The bone marrow aspirate of patient IV-4 showed ultrastructural abnormalities of the megakaryocytes by electron microscopy. A detailed immunologic examination of both children ruled out autoimmunity, common primary immunodeficiency syndromes and primary hemophagocytic lymphohistiocytosis. In patient IV-4, T-cell stimulation with phytohemagglutinin (PHA) was normal, but T-cell activation in response to stimulation with anti-CD3 was decreased, suggesting a defect in adaptive immunity. Patient IV-2 had normal T-cell activation to PHA, but T-cell activation in response to anti-CD3 was not documented. Neutrophil respiratory activity and phagocytosis of opsonized Escherichia coli (in IV-4) were normal.
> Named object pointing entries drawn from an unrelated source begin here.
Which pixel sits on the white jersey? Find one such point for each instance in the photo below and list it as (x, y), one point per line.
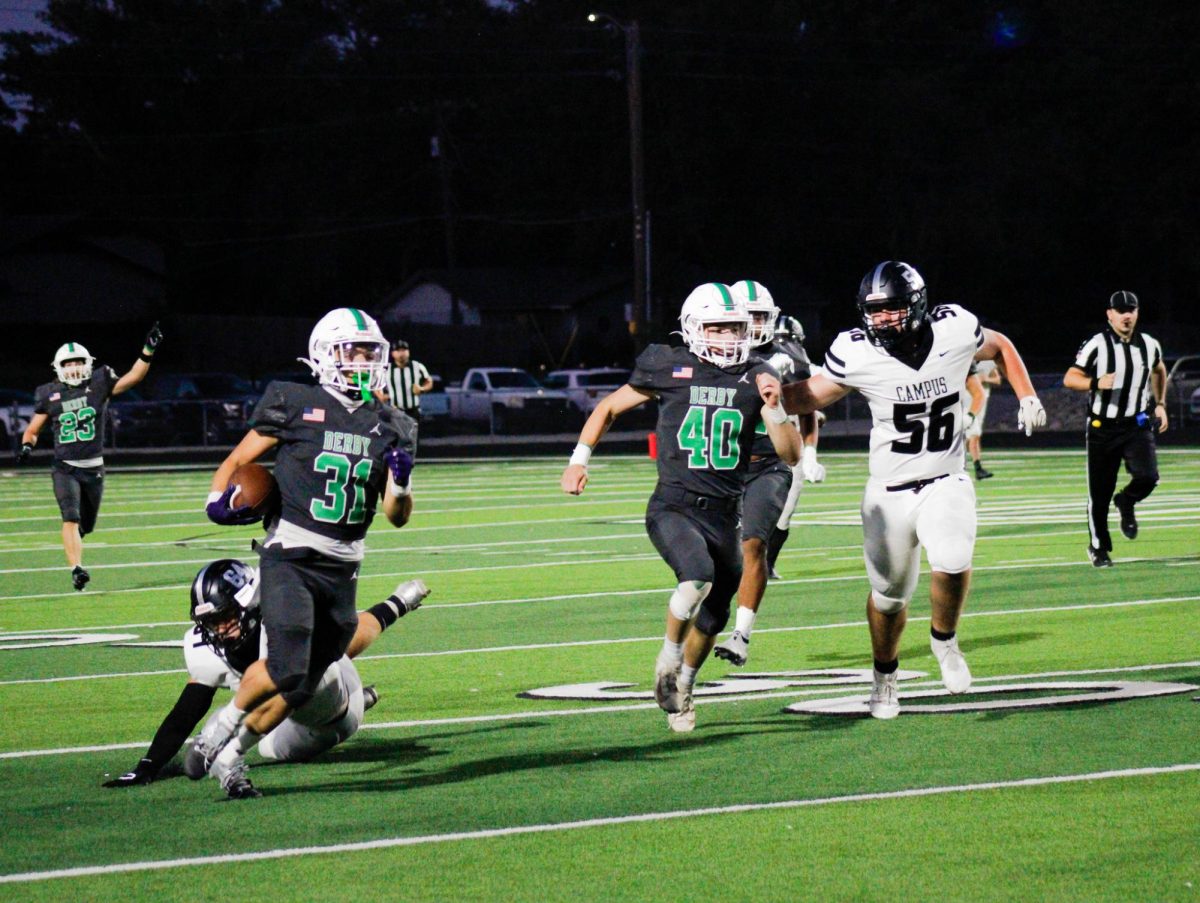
(917, 413)
(207, 667)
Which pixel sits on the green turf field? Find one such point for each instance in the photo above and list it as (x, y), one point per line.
(461, 787)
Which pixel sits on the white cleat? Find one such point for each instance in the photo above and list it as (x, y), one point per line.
(666, 683)
(735, 650)
(885, 697)
(955, 674)
(684, 722)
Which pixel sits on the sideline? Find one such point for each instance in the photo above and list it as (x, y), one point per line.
(648, 817)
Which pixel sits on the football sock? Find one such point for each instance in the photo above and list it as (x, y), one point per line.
(744, 623)
(687, 676)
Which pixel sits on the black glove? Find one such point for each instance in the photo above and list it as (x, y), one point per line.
(143, 773)
(220, 509)
(153, 338)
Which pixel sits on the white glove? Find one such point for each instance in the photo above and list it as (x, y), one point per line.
(783, 363)
(813, 471)
(1031, 414)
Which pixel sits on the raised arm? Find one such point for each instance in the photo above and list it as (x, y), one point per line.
(996, 346)
(610, 407)
(813, 394)
(137, 372)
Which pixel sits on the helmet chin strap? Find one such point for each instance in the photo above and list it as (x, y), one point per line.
(364, 383)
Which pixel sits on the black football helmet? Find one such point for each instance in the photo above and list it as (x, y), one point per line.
(893, 283)
(789, 329)
(217, 596)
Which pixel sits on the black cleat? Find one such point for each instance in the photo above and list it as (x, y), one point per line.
(370, 697)
(1128, 519)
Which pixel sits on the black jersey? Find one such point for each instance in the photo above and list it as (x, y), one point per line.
(330, 465)
(707, 416)
(791, 362)
(77, 413)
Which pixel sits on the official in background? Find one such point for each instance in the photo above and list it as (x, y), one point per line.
(407, 380)
(1123, 374)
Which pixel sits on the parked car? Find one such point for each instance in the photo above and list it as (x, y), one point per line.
(501, 399)
(1183, 388)
(586, 387)
(213, 406)
(16, 411)
(137, 422)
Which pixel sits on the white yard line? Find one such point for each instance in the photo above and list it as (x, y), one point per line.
(556, 826)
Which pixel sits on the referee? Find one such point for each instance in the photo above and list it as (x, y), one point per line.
(1122, 371)
(407, 380)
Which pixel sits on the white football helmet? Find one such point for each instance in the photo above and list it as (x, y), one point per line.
(713, 304)
(72, 363)
(762, 309)
(348, 352)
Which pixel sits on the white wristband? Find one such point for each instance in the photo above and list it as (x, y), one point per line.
(774, 414)
(581, 455)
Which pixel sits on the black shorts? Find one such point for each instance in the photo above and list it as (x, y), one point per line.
(309, 614)
(78, 491)
(699, 544)
(763, 497)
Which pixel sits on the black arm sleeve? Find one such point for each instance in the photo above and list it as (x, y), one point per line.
(192, 704)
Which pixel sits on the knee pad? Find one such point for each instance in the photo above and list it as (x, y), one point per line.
(952, 557)
(687, 597)
(712, 619)
(297, 698)
(886, 605)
Both children responded partially to corticosteroids and colchicine, but poor growth and inflammatory episodes persisted. Patient IV-2 responded to several anti-inflammatory and immunosuppressive agents. However, there was some transient steroid-sparing effect in response to anakinra (2-4 mg/kg s.c. daily). Ultimately, however, this did not control the episodes of autoinflammation and the patient died at the age of 14 years from sterile systemic inflammation and multiorgan failure. Patient IV-4 underwent successful allogeneic hematopoietic stem cell transplantation (HSCT) at the age of 8 years and is still healthy 3 years later, without any medication.

1. Figueras-Nart I et al. (2019) Dermatologic and Dermatopathologic Features of Monogenic Autoinflammatory Diseases. Front Immunol 10:2448.
2. Kim ML et al. (2015) Aberrant actin depolymerization triggers the pyrin inflammasome and autoinflammatory disease that is dependent on IL-18, not IL-1β. J Exp Med 212:927-938.
3. Li Y et al. (2022) Pathophysiology, clinical manifestations and current management of IL-1 mediated monogenic systemic autoinflammatory diseases, a literature review. Pediatr Rheumatol Online J 20:90.
4. Standing AS et al.(2016) Autoinflammatory periodic fever, immunodeficiency, and thrombocytopenia (PFIT) caused by mutation in actin-regulatory gene WDR1. J Exp Med 214:59-71.